Docking of tariquidar and DDM in the binding pocket of P-gp. Exhaustive ligand docking in a homology model of hP-gp based on mP-gp structure 4M2T.pdb (A) and in the mP-gp structure 4Q9H.pdb (B) was carried out using the AutoDock Vina program with a receptor grid centered at the position of the QZ59-RRR molecule, with flexible side chains (26 residues) and a search box of dimensions 40 Å × 35 Å × 35 Å. The structure 4Q9H was previously aligned to 4M2T to use the same receptor grid in both cases. The first 10 modes with the highest docking scores (given in the figure) were clustered and shown as blue (tariquidar) and magenta (DDM) stick models. N-terminal and C-terminal domains are shown in different colors (green and gray for PDB code 4M2T and light green and gray for 4Q9H, respectively). TM helices 10 and 12 are not shown for clarity. The figure was prepared with PyMOL 1.4.1.

Figure 9.

Schematic of binding of tariquidar in the substrate-binding pocket of P-gp in membranes and detergent micelles. A, representation of tariquidar binding that leads to inhibition of the basal ATPase activity of P-gp in native membranes. The figure shows the docking of tariquidar in a homology model of hP-gp based on mP-gp X-ray structure 4M2T (4). B, schematic representation of the binding of tariquidar at a different site when the preferred site is occupied by DDM. Based on cryo-EM data, the DDM molecules surround the hydrophobic transmembrane area of P-gp (13).
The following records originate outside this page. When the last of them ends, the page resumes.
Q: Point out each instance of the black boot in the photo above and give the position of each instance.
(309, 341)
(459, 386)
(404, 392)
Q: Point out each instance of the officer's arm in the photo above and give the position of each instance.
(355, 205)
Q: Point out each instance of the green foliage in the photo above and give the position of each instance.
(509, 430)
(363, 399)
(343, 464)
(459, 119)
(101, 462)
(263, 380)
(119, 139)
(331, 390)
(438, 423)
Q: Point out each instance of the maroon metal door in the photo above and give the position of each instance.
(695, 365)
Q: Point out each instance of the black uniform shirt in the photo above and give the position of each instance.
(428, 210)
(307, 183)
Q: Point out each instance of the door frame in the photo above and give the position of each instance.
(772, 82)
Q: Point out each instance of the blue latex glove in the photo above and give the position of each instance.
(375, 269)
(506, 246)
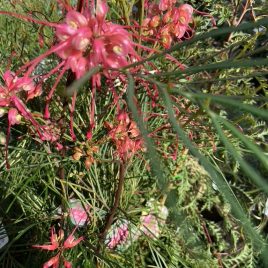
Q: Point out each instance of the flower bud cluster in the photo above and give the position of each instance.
(168, 22)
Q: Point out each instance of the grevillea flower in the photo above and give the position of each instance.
(12, 104)
(165, 4)
(126, 136)
(78, 214)
(56, 243)
(88, 40)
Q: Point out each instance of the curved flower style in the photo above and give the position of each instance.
(55, 240)
(88, 41)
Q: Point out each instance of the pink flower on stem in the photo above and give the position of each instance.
(14, 105)
(56, 243)
(78, 214)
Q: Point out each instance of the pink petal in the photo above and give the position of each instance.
(71, 242)
(54, 262)
(75, 19)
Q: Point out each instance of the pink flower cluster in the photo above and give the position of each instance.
(55, 241)
(125, 135)
(119, 236)
(87, 40)
(172, 23)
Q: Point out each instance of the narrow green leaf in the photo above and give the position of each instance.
(256, 178)
(151, 152)
(251, 146)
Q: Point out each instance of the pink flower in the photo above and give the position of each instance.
(78, 214)
(13, 116)
(55, 240)
(118, 235)
(165, 4)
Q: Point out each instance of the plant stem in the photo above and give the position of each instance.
(110, 216)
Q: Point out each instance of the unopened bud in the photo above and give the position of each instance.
(3, 139)
(154, 22)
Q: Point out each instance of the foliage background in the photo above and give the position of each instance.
(221, 107)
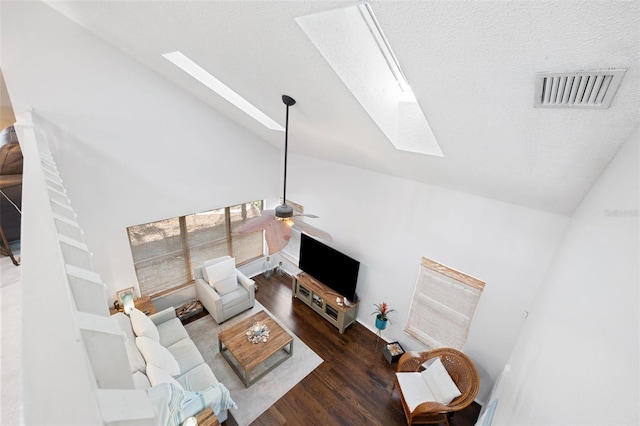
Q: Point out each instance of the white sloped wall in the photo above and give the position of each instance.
(577, 360)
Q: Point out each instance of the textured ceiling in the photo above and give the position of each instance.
(471, 66)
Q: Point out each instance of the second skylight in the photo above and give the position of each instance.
(352, 42)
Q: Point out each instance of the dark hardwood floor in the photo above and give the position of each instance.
(353, 386)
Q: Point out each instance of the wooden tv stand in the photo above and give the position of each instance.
(323, 300)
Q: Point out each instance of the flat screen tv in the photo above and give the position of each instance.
(332, 268)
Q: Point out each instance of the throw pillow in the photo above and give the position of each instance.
(439, 381)
(142, 325)
(158, 376)
(156, 354)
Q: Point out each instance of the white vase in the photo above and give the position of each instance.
(267, 268)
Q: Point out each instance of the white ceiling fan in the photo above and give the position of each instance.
(277, 223)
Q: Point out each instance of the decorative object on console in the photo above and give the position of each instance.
(382, 312)
(126, 298)
(277, 223)
(392, 352)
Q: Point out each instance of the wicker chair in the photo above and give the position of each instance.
(462, 372)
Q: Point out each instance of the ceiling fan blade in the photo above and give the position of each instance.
(312, 230)
(277, 235)
(313, 216)
(257, 223)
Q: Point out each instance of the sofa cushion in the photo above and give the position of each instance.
(171, 331)
(142, 325)
(198, 378)
(158, 376)
(141, 381)
(186, 354)
(155, 353)
(237, 296)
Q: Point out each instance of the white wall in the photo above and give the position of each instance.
(576, 362)
(131, 148)
(389, 223)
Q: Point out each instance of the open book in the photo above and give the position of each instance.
(433, 384)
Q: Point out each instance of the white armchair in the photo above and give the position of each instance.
(223, 290)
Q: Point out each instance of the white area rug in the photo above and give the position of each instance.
(254, 400)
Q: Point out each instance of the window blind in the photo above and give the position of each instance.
(443, 305)
(166, 252)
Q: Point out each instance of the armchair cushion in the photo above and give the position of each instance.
(222, 276)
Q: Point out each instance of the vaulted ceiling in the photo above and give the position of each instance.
(472, 66)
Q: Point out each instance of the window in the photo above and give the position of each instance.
(443, 305)
(166, 252)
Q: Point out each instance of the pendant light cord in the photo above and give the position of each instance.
(286, 144)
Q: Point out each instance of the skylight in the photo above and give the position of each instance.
(204, 77)
(352, 42)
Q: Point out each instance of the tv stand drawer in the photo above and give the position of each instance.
(327, 303)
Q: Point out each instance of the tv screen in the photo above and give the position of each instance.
(332, 268)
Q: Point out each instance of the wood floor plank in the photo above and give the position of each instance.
(353, 385)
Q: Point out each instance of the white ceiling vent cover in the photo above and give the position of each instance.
(588, 89)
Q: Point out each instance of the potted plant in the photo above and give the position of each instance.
(382, 312)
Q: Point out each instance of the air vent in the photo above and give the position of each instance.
(589, 89)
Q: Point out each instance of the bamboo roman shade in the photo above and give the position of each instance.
(444, 301)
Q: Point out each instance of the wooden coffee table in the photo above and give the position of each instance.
(245, 356)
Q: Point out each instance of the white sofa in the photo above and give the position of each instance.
(224, 301)
(193, 375)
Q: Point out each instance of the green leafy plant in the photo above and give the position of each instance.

The consequent binding of tariquidar to another (low-affinity) site leads to stimulation of the basal ATP hydrolysis of P-gp in detergent micelles (Fig. 1D). The residues lining this site are not yet known. When P-gp is reconstituted in proteoliposomes, tariquidar binding leads to inhibition of the basal ATP hydrolysis similar to that observed with native membranes (panel A). The N-terminal half of P-gp is shown in green, and the C-terminal half is in gray. Transmembrane helices 10 and 12 were removed to better visualize the substrate-binding pocket. Tariquidar (blue) and DDM (magenta) are shown as spheres. The position of the lipid bilayer (insect cell membrane in A) is determined by the visible hydrophobic region of the protein surface. The structures were created with PyMOL version 1.4.1.